I just think love what you doing. The music business is pretty rough. It’s a pretty tough place to be. You’re putting yourself out there. You’re kind of naked in the sense that people are able to determine what they thing of you and your music. Sometimes people are pretty ruthless. Sometimes people are super loyal and supportive. But you have to believe in yourself most importantly and you have to do it for the real reason and that’s because you love music. It’s hard to make a living in this business. It really is. More than ever now with the way the record business has developed. So I think that if you’re going to do this – and you’re serious about doing it – you should do it because you love it. You shouldn’t be doing it because you want to make money. You should probably pick a different line of work. Certainly one that is more steady (laughs) than the music industry. As a matter of fact, if you want to make money in the music business it’s best to become the guy that’s in the business in contrast to a musician. But just love it and believe in what you’re doing. I think that’s the most important thing.

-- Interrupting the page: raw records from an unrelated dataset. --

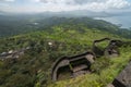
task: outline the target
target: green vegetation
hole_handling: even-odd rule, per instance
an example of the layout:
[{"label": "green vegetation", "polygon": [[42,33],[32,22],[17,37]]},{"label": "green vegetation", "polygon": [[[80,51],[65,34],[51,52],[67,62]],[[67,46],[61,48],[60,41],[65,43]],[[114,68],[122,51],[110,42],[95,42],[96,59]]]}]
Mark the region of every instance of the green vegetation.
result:
[{"label": "green vegetation", "polygon": [[[83,53],[92,48],[94,40],[105,37],[130,40],[124,38],[127,36],[119,35],[117,26],[104,21],[58,17],[52,20],[56,24],[48,26],[46,30],[0,39],[0,53],[31,48],[16,60],[0,61],[0,87],[105,87],[129,62],[131,48],[120,48],[119,58],[96,59],[92,66],[94,74],[52,83],[50,69],[58,58]],[[129,36],[131,35],[128,35],[128,38]],[[106,44],[102,44],[102,47],[104,45]]]}]

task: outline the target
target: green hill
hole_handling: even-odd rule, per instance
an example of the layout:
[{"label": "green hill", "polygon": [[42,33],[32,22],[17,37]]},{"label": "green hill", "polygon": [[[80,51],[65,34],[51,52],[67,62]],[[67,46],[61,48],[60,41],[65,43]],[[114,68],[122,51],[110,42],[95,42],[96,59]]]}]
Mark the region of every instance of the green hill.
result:
[{"label": "green hill", "polygon": [[94,40],[105,37],[130,40],[117,34],[117,26],[104,21],[53,20],[49,29],[0,39],[1,53],[28,48],[17,59],[0,61],[0,87],[104,87],[130,60],[131,48],[120,48],[121,55],[117,59],[97,59],[92,67],[94,74],[52,83],[50,69],[58,58],[83,53],[92,48]]}]

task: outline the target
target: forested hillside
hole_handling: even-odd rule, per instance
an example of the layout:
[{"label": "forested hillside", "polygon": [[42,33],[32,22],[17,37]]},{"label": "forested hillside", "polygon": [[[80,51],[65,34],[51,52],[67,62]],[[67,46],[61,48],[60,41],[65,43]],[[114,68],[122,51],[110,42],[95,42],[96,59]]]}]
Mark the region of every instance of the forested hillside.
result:
[{"label": "forested hillside", "polygon": [[[50,27],[56,25],[82,25],[91,29],[97,28],[99,30],[106,30],[116,35],[121,35],[126,38],[131,37],[131,32],[129,29],[122,29],[119,26],[103,20],[94,20],[90,17],[46,17],[40,15],[0,15],[0,37],[36,30],[51,30]],[[81,29],[81,27],[74,28]]]},{"label": "forested hillside", "polygon": [[[94,74],[76,77],[75,80],[67,79],[52,83],[50,69],[58,58],[91,50],[92,44],[96,39],[108,37],[127,41],[130,40],[128,38],[131,35],[127,33],[128,30],[121,34],[116,25],[87,17],[51,17],[38,23],[40,32],[27,34],[23,33],[29,32],[28,27],[23,28],[19,24],[15,26],[16,23],[14,23],[13,27],[15,27],[16,33],[14,30],[12,33],[21,35],[13,34],[15,36],[0,39],[0,87],[105,87],[130,60],[131,48],[120,48],[121,55],[117,59],[110,60],[104,57],[97,59],[93,65],[93,70],[96,71]],[[31,30],[38,30],[38,28],[32,27]],[[3,34],[3,32],[7,34],[8,29],[2,29],[0,33]],[[105,45],[105,42],[102,44],[102,47]],[[24,51],[22,54],[19,53],[19,57],[3,58],[5,53],[11,54],[14,51],[17,53],[17,50],[23,49]]]}]

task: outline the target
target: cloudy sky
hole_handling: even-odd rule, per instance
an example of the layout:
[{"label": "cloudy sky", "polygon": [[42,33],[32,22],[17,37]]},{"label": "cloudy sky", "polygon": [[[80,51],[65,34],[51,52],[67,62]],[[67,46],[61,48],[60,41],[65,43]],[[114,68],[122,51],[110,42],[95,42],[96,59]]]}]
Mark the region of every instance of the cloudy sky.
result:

Artists tend to be creative most all of their lives. Where do you see your music in ten years?
I don’t know. That’s a good question. You know, I’m a realist and try and stay within the terms of reality (laughs). It’s easier for me to live that way. Some people live in a world of fantasy and they do pretty well. It’s just not me. You know, I’m forty-nine years old. What am I going to be doing when I’m fifty-nine years old? Am I going to be making metal screaming into a mic? I don’t know. I really don’t know. It is a physical thing making hard rock music. You need to be physically fit. I certainly am. I think I’m actually in great physical condition. Ten years? I don’t know. Where’s my mind going to be in terms of making music then? I think that I want to develop in a natural way as a person and see what happens. I do know that in my mind I’m probably a better singer than I ever was. I’m certainly a better singer now than when I was twenty-two years old. I think that I would love to keep singing. Sometimes it’s difficult to sing the way I do sing. It becomes kind of stressful, because it’s not easy to do when you’re my age. And that’s probably one of the reasons I don’t like touring too much because I wouldn’t be able to do it at a high quality that I’d like to – so I’d rather not. But you know, we’ll see. I’ll just roll with it and see what happens and hopefully whatever I’m doing is quality music.
Well, you can always to the ballad thing, so if you ever wanted to go the Fleetwood Mac route you certainly could…
(Laughs) I don’t know if age necessarily has to be associated with being more mellow, per se. Because I do have a certain attitude as a person. Sometimes I think the only way I really do know how to sing is to be aggressive. That doesn’t necessarily mean it has to be a ferocious song, but just sing with as much energy as possible. Even if it’s in a ballad. That’s the funny thing because people say ‘dude, you don’t have to push so much.’ But it’s like this is the only way I know how to do it, man. It’s a quandary (laughs). I do love to sing and I’d be really sad if I wasn’t making music. It would be like losing a limb if that happened and I don’t want that to be the case. And I’ll do that until they lower me in the ground.
Thank you very much for your time, John. It’s been my pleasure.
No problem, man. Thank you. Good questions. I appreciate all your support and we’ll see you November 30th.